Once upon a time, you’d have to go to a fan gathering or convention to hear people speaking Fan. It’s the way that they talked when they were such big fans of something they speak with the faux authority of actually being involved in the subject rather than just a fan of it. There’s a lexicon that used to be exclusively used by fans which included phrases like “season”, “character arc”, “Plot development” and so on. Regular people never talked like that; the most they might observe in those legendary water cooler moments of old was that a TV programme or film was “great” or “crap”
Not any more. Nowadays everyone speaks Fan. You hear people who’ve never worn a Klingon mask or screamed at David Tennant talking about “season five”. They discuss story arcs like you can buy them at Tescos. It’s spread to other genres too; now people compare the merits of the plots and characters of seasons 3 and 4 of Doc Martin or Spooks for example. Even James Bond, the perennially unchanging spy now apparently luxuriates in a character arc.
Why has this happened?

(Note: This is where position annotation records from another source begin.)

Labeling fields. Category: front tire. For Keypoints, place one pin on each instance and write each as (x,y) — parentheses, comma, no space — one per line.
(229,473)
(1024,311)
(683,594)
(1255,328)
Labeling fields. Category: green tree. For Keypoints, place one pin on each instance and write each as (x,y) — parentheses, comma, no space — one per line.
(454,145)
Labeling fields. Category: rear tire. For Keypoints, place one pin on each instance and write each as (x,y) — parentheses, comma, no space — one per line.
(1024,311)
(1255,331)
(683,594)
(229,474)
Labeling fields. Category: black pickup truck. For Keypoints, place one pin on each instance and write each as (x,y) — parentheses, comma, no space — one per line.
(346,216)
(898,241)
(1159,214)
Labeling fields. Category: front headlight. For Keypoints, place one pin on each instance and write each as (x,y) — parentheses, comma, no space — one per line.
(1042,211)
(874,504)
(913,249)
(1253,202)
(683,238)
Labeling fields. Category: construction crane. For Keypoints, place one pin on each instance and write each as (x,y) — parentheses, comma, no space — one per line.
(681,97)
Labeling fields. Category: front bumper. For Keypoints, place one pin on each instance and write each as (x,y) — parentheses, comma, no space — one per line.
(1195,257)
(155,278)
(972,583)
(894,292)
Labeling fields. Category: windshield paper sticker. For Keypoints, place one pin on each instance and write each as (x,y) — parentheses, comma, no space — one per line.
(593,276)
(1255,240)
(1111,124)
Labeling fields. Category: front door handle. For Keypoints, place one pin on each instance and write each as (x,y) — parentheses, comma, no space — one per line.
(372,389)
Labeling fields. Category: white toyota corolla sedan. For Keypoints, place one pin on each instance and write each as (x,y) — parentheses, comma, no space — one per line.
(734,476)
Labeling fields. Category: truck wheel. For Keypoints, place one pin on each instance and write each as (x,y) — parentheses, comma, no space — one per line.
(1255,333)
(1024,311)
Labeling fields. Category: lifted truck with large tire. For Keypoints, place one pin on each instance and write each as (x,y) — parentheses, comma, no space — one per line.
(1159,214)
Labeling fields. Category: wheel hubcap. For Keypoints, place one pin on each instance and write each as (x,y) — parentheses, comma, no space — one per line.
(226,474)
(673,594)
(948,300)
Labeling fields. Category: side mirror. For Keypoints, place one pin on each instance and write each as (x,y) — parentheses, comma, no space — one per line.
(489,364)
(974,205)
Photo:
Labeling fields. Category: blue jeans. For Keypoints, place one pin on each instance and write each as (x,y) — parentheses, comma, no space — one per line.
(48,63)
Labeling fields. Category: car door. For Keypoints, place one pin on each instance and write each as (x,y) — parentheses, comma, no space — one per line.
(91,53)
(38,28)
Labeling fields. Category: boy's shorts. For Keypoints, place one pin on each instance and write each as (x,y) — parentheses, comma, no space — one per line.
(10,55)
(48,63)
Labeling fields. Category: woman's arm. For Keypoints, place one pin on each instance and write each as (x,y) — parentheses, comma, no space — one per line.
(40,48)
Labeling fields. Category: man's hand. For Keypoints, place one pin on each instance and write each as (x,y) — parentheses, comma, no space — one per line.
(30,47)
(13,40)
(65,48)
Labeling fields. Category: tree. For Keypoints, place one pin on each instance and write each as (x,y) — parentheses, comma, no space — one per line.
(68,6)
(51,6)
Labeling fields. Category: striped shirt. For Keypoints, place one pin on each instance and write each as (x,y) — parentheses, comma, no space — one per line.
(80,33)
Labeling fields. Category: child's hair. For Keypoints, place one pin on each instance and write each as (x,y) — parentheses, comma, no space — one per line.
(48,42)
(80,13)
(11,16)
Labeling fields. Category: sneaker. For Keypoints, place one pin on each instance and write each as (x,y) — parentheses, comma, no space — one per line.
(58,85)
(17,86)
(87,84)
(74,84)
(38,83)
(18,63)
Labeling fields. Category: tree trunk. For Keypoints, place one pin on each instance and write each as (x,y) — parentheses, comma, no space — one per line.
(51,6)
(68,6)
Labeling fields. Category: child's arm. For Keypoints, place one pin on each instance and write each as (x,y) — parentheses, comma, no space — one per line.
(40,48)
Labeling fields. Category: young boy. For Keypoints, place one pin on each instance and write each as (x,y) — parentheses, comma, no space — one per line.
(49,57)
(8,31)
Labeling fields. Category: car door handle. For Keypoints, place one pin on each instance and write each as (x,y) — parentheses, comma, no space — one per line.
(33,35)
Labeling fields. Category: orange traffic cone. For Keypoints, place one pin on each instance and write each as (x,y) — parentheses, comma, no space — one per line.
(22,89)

You can blame (if blame is something we should attach to this) the programme makers and the spate of behind the scenes items on TV and, especially on DVD. Interviews now talk of these matters in a way they never used to. In an age when we are told privacy is an untenable concept, people want to know everything. Secrets are only there to be discovered.
Thanks to Special Features, we now know all the nuts and bolts of film and television production.
Whereas once only dedicated fans talked about things like “scene sync” and “CSO” much to the bewilderment of anyone else, these days everybody knows about “motion capture” and “CGI”.
The natural progression of this has been an explosion in amateur things; much of it posted on the likes of You Tube because armed with the knowledge of production, thousands of people think they can make their own programmes. Meanwhile television is full of programmes whose outcome can be directly influenced by us when we vote. Calls may well be considerably higher from some providers but that doesn’t stop millions calling to save their favourite contestant being evicted from the house, kitchen, stage, jungle or ballroom. Or even to vote for their favourite building. Asparagus Academy and Strictly Plumbing can only be a heartbeat away.
It has been said, rather wisely, that every generation gets the entertainment it deserves and if we are either making it or voting to influence it, then that has never been truer. Fandom as a concept means little now because everybody is part of it but that creates a level of expectation that few endeavours can satisfy. Look at the speed with which Downton Abbey went from 2010’s huge new hit to 2011’s disappointment. That is Fan stuff through and through; what the music press used to refer to as the “build ‘em up and knock ‘em down syndrome”.
We can never go back, partly because technology won’t allow us, but mainly because people now expect to directly influence the entertainment they receive. The days when inside knowledge and analytical opinion were the exclusive province of fandom has gone forever.